Find team members you can trust—and then actually trust them
One of the most stressful parts of this process (beyond letting go of control) is to find and hire team members that you trust. Now when I say trust, I don’t just mean that they can do the task set to them. I mean you trust them in not only their abilities to follow directions, but you trust that they truly understand your brand, vision, and what you’re going for. This is key, because it’s the difference between someone who just produces what they’re given, and someone who helps you grow by adding in their own ideas that help serve and grow your goals.
Part of the key to this is finding someone who not only believes what you believe and who understands your brand, but who actually enjoys what they do.
Believe it or not, there are people out there who really love doing the thing you hate. Your dislike of social media is someone else’s playground. Your inability to put together a cohesive marketing plan is what someone else stays up at night thinking about.
Find the person who not only loves and buys into what your brand is all about, but who can bring their unique set of skills into the mix, and you have yourself an ideal candidate.
Set them up with training (that you can use over and over)
Once you’ve found your team members, you’ll need to invest a little time training them in their tasks. This isn’t much different than working with a street team, so consider it a vital learning experience. Depending on what you have them doing the process will vary but for instance, having all your social media handles in one place (for a social media manager) or your branding visions and goals in a doc (for a publicist or marketing team member), all your photos in one Dropbox folder, etc, will be a tremendous help.
If you’re bringing on someone who is going to be doing more hands on tasks such as putting together your mailing list or managing the merch page of your site, you might want to put together a quick video showing them how everything works on the tech side. It will make the transition process that much smoother, and you’ll have it for future team members.

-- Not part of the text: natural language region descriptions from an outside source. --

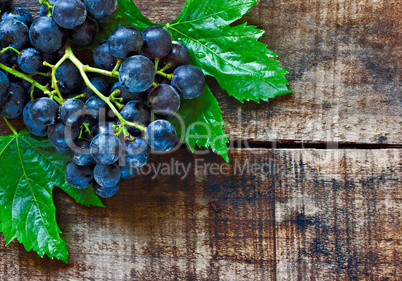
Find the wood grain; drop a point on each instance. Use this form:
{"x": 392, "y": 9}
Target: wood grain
{"x": 313, "y": 214}
{"x": 338, "y": 215}
{"x": 345, "y": 71}
{"x": 310, "y": 215}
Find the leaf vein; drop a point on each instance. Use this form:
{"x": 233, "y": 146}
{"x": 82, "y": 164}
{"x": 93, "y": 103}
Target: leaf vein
{"x": 228, "y": 62}
{"x": 207, "y": 16}
{"x": 1, "y": 153}
{"x": 43, "y": 156}
{"x": 33, "y": 194}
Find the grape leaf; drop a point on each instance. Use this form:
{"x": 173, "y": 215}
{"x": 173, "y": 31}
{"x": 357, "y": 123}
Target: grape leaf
{"x": 244, "y": 67}
{"x": 30, "y": 167}
{"x": 203, "y": 122}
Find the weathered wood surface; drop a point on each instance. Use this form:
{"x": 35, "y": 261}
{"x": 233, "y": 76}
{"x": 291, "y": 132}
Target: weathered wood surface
{"x": 320, "y": 215}
{"x": 345, "y": 71}
{"x": 305, "y": 215}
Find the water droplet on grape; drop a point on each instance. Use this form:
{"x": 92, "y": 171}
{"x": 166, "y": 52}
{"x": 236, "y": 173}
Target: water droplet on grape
{"x": 200, "y": 55}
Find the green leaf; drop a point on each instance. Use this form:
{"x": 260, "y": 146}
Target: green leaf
{"x": 244, "y": 67}
{"x": 200, "y": 124}
{"x": 30, "y": 167}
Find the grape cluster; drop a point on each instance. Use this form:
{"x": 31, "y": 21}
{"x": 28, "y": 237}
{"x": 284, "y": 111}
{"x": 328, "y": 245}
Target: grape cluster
{"x": 107, "y": 129}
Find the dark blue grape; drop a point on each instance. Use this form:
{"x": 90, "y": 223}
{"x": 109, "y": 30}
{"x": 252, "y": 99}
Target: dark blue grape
{"x": 178, "y": 55}
{"x": 127, "y": 172}
{"x": 95, "y": 106}
{"x": 126, "y": 94}
{"x": 105, "y": 148}
{"x": 137, "y": 112}
{"x": 5, "y": 4}
{"x": 135, "y": 153}
{"x": 137, "y": 73}
{"x": 69, "y": 77}
{"x": 37, "y": 130}
{"x": 80, "y": 153}
{"x": 62, "y": 136}
{"x": 13, "y": 33}
{"x": 28, "y": 86}
{"x": 44, "y": 111}
{"x": 189, "y": 80}
{"x": 79, "y": 176}
{"x": 20, "y": 14}
{"x": 100, "y": 84}
{"x": 30, "y": 60}
{"x": 43, "y": 11}
{"x": 69, "y": 13}
{"x": 9, "y": 58}
{"x": 105, "y": 192}
{"x": 161, "y": 135}
{"x": 164, "y": 101}
{"x": 43, "y": 8}
{"x": 101, "y": 10}
{"x": 46, "y": 36}
{"x": 102, "y": 128}
{"x": 157, "y": 42}
{"x": 71, "y": 111}
{"x": 4, "y": 87}
{"x": 14, "y": 105}
{"x": 125, "y": 41}
{"x": 85, "y": 33}
{"x": 103, "y": 58}
{"x": 107, "y": 174}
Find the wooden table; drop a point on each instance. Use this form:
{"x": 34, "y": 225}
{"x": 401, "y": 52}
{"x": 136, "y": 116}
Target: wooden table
{"x": 327, "y": 206}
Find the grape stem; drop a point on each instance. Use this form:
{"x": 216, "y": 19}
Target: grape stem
{"x": 87, "y": 68}
{"x": 9, "y": 125}
{"x": 28, "y": 78}
{"x": 161, "y": 73}
{"x": 167, "y": 66}
{"x": 55, "y": 83}
{"x": 82, "y": 96}
{"x": 83, "y": 68}
{"x": 116, "y": 101}
{"x": 116, "y": 68}
{"x": 10, "y": 48}
{"x": 48, "y": 5}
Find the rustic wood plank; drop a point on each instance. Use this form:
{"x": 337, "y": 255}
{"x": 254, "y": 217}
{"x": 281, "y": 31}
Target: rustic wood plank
{"x": 345, "y": 71}
{"x": 164, "y": 228}
{"x": 338, "y": 215}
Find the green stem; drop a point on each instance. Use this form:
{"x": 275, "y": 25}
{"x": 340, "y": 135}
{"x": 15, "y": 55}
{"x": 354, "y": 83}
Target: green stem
{"x": 9, "y": 125}
{"x": 116, "y": 101}
{"x": 28, "y": 78}
{"x": 87, "y": 129}
{"x": 79, "y": 97}
{"x": 10, "y": 48}
{"x": 32, "y": 91}
{"x": 116, "y": 68}
{"x": 48, "y": 5}
{"x": 161, "y": 73}
{"x": 42, "y": 74}
{"x": 82, "y": 68}
{"x": 167, "y": 66}
{"x": 55, "y": 83}
{"x": 88, "y": 68}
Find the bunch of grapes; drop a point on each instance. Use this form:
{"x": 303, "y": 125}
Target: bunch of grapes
{"x": 108, "y": 129}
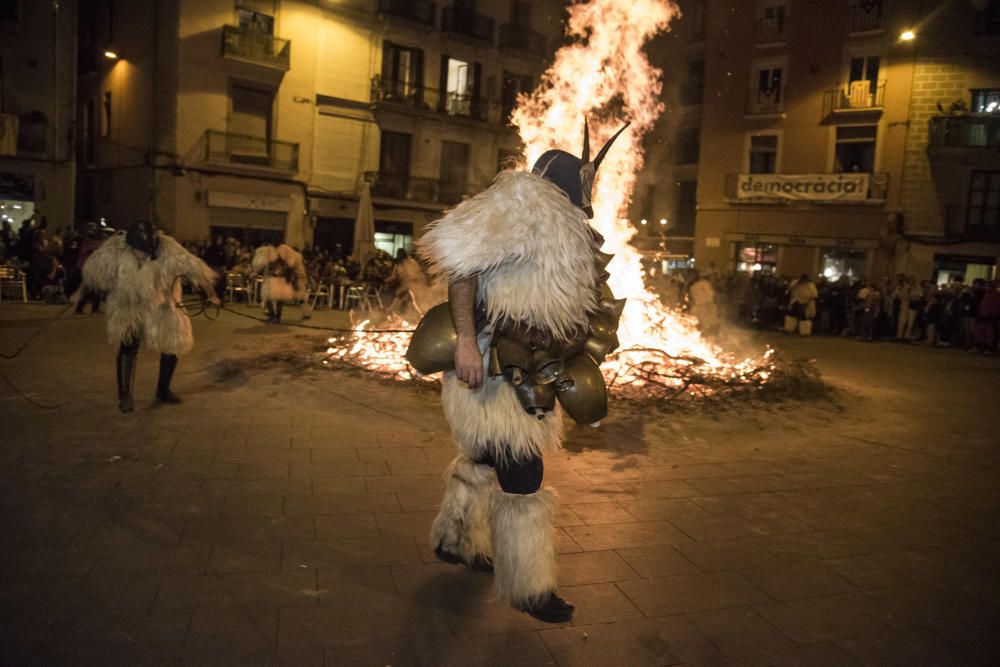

Include them in your visions
There’s something to be said for making sure the people you’re working with are having a good time. The more included people feel in your vision and your day-to-day, the harder they’re likely to work for you, and the stronger bond you’ll create. Which means—a better product and a more successful growth trajectory.
It might seem silly to say “make sure your graphic design person is having fun” but what that really means is, don’t just bark orders at the person you’re working with, make sure they feel included in the process and again, trust them.
Ask them what they think of your ideas. If they have any of their own. Let them experiment with their own ideas/processes, and be open to hearing them. After all, you did hire them for their expertise!
Don’t forget the feedback!
This sounds simple, but don’t forget to offer ongoing feedback to your team members. It’s easy to tell them what they’re doing wrong, but it’s just as (if not more) important to praise them for great work, a fun idea, or something that inspired you. The more included and appreciated they feel, the more productive the project.